Data Ingestion Options in SAP Data Warehouse Cloud
The easiest way to get data into SAP Data Warehouse Cloud is to setup a connection to your data sources and retrieve the data from there. Though this is certainly the most common scenario, there are a few other interesting options on data ingestion covering different use cases, which I want to highlight in the following blog.
In addition, I have added a new chapter the Modeling Tutorial (https://github.com/SAP-samples/data-warehouse-cloud-modeling) , which is dedicated to the data ingestion topic (Exercise 4) and depicts in a practical manner how you can utilize the different options in SAP Data Warehouse Cloud:
Now, let’s have a closer look into the various options:
Pulling data via Connection
This is the classic and standard way to ingest data in SAP Data Warehouse Cloud. For that you setup a connection to the source system and then just pull the data in. SAP Data Warehouse Cloud comes here with various connectors and adaptors to SAP and Non-SAP sources. There is also an option to bring your own connector in order to access a specific source. Once the connection is set, you can read the data from the source system in two different modes:
- Data Federation (remote data access): keep the data in the sources and access them remotely. This approach will lower the cost of operations, since you will not consume any additional disc space. However, please be aware of potential performance penalties and security.
- Data Replication: copy and transfer the data physically into SAP Data Warehouse Cloud. This approach will utilize the underlying disc space in SAP data warehouse cloud. You will benefit from the performance since the data are stored in the local persistence. In the SAP Data Warehouse Cloud the underlying persistence is the SAP HANA Cloud.
Pushing data to Open SQL Schema
The Pushing Data approach is similar to Pulling data approach. The main difference is the trigger point, who initiates the data load process.
While in the Pulling Data scenario the initiator is SAP Data Warehouse Cloud itself, whereas in the Pushing Data scenario, the initiator is an external client which writes the data into a dedicated persistence of SAP Data Warehouse Cloud: the Open SQL Schema.
The configuration of an Open SQL Schema comes along with a database user with access rights to read and write into SAP HANA Cloud database.
By using the database user credential, you can access the schema with e.g. SAP HANA Database Explorer (which comes along with the SAP Data Warehouse Cloud delivery) or SAP Data Intelligence. With that you can execute standard SQL statements (DDL + DML), and integrate the artefacts later in the modeling. Off course, you can use any 3rd party client (e.g. DBeaver) or ETL tool of your choice to push data to the system.
Here are some other examples, how you can utilize the Open SQL Schema for different use cases:
- SAP Data Intelligence Cloud – File Upsert into SAP Data Warehouse Cloud
- HOW TO use the SAP Business Technology Platform to extend SAP Marketing Cloud with Predictive Scores
- Market Basket Analysis using Embedded Machine Learning Features in SAP Data Warehouse Cloud
Sharing data from Spaces
In general, in SAP Data Warehouse Cloud you can use Spaces to isolate resources such as CPU, disc spaces, users and data by grouping them logically to the business needs.
However, Spaces can also be used to share dedicated data and models to other spaces and make them available there.
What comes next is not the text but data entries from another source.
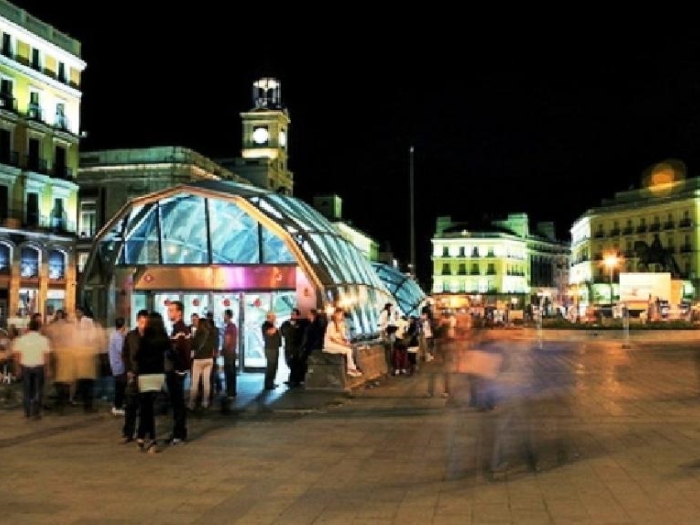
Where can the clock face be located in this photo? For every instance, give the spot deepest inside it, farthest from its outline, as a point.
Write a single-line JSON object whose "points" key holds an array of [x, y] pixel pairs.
{"points": [[260, 135]]}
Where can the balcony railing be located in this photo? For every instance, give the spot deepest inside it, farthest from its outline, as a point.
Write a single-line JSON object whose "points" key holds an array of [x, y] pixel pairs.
{"points": [[33, 220], [35, 164], [10, 158], [8, 102]]}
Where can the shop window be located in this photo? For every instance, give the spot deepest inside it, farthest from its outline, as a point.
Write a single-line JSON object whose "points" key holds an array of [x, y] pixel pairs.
{"points": [[5, 259], [57, 265], [29, 263]]}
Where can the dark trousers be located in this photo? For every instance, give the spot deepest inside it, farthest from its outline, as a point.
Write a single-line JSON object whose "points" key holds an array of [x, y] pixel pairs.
{"points": [[176, 391], [131, 408], [230, 376], [297, 368], [119, 390], [272, 355], [85, 390], [33, 389], [147, 417]]}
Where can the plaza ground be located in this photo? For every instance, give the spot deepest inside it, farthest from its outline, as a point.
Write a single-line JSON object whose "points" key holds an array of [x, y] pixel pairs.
{"points": [[615, 434]]}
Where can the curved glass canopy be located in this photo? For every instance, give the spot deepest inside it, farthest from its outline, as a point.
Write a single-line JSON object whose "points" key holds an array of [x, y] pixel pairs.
{"points": [[225, 223], [407, 293]]}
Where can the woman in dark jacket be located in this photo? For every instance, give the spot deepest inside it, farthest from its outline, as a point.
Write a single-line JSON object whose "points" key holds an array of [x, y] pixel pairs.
{"points": [[149, 359]]}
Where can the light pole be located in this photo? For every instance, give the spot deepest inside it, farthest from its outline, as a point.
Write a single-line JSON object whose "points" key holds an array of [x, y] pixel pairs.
{"points": [[611, 261]]}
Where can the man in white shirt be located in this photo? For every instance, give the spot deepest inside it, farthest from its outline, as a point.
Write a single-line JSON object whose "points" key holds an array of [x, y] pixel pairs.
{"points": [[32, 351]]}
The shared data and models can be used, as if they were in the same space you are working. Hence, it is possible to reuse existing data and models from other spaces without the need of shifting and synchronizing data forth and back. A typical scenario is a central space for master data. The benefit is a much lower development effort and TCO.
Downloading data from Data Market Place
One of the latest feature in SAP Data Warehouse Cloud is the Data Market Place, where SAP partners and customers can offer data and models for download / purchase. For instance, that could be tailor made content for a specific industry or a market dataset which you require for your business scenario. The data market place allows you and others to exchange and monetize datasets, which can be easily integrated with your models in SAP Data Warehouse Cloud.
For more information on SAP Data Warehouse Cloud please checkout also the following blog:
With that, I hope I could give you an overview on the options to get data into SAP Data Warehouse Cloud system. These will cover additional scenarios and give higher flexibility for customers to integrate data.